As Jakob hides in the Austrian woods, we enter a fairy tale, with the classic scenario of the child lost in the forest. He hears “the ghost-hoot of an owl. Breeze-blown branches and the creaking of trunks.” And just as this fairy tale has its wolf, the Nazis, it also has its wizard, Yavy, Jakob’s father, who creates paints by grinding rocks and roots. He “discovered the magic of salt. Mixed it with mauve-tinged azures, violent reds … found vermilion sunsets in mercury sulphide, fired them to an orange cinnabar”. Colour offers sustenance for the frightened boy in this land of barbed wire and mass graves. Colour is memory but it’s also hope.

The novel has three narrative threads.
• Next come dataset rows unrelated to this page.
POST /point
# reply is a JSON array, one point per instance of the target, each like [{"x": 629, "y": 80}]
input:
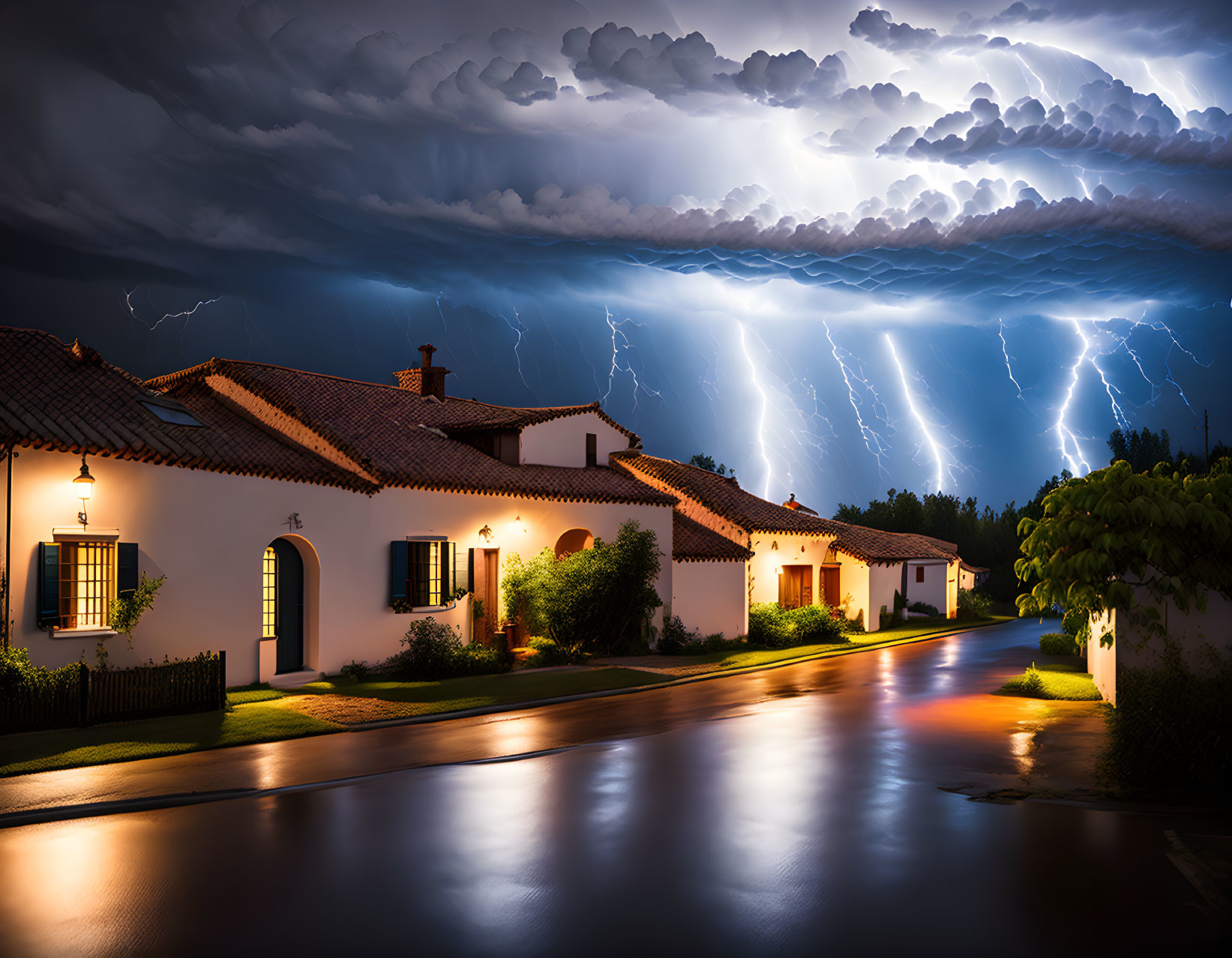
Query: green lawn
[
  {"x": 40, "y": 751},
  {"x": 901, "y": 632},
  {"x": 454, "y": 695},
  {"x": 1060, "y": 681}
]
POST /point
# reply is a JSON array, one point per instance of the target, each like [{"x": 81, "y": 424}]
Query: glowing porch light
[{"x": 82, "y": 488}]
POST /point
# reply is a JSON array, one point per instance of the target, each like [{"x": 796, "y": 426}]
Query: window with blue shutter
[
  {"x": 423, "y": 573},
  {"x": 48, "y": 584}
]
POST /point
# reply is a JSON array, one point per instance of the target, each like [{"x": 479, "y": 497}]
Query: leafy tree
[
  {"x": 1114, "y": 536},
  {"x": 983, "y": 536},
  {"x": 1141, "y": 450},
  {"x": 126, "y": 609},
  {"x": 707, "y": 462},
  {"x": 595, "y": 600}
]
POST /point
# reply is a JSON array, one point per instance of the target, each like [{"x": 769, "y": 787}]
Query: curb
[
  {"x": 669, "y": 684},
  {"x": 148, "y": 803}
]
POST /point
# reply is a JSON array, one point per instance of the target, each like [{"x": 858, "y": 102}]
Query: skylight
[{"x": 175, "y": 414}]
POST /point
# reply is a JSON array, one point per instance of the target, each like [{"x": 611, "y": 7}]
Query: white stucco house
[
  {"x": 1197, "y": 636},
  {"x": 303, "y": 521}
]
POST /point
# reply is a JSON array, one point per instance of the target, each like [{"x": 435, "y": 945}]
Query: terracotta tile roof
[
  {"x": 724, "y": 496},
  {"x": 400, "y": 439},
  {"x": 68, "y": 398},
  {"x": 694, "y": 542},
  {"x": 317, "y": 398}
]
As Jakob flees, and Yavy looks back to his gypsy childhood, we also have the story of Lor, Jakob’s mother. Her tale begins in 1920s Somerset, full of the comforting clutter of middle-class life, of “silver spoons, Worcester china and George III silvershelled ladles”. But she is sent to a clinic in Austria in the 1930s, throwing her from the safety of England into the dark fairy tale.

Spreading the story across time and space, from the 1920s to the 1940s, from England to Austria and Switzerland, creates a stuttering effect, slowing the narrative, but we soon accept that this is how memory would function, reminiscences pierced by the ugly intrusion of the present.

The book’s fairy tale tone, and its themes of hope and beauty, are matched by Hawdon’s poetic language. We see “a sky of rubbed chrome” and a lake which “glistens in the half-moon light, honey-coloured, with a promise of tranquillity”. Yet the author doesn’t carry this fluency into her dialogue which sounds strained, never natural.

This is particularly true in the case of Yavy, who says such things as: “They been saying that of me. But I knowing I not mad. Been here years ’nough to know it.” At times, this stilted dialogue seems to want to force itself into something poetic, creating more oddities.

Don’t look to this novel for a pacy narrative. Instead it’s about the whorl of memories that surround and sustain us. With such psychological clout, a twisting plotline would be mere decoration.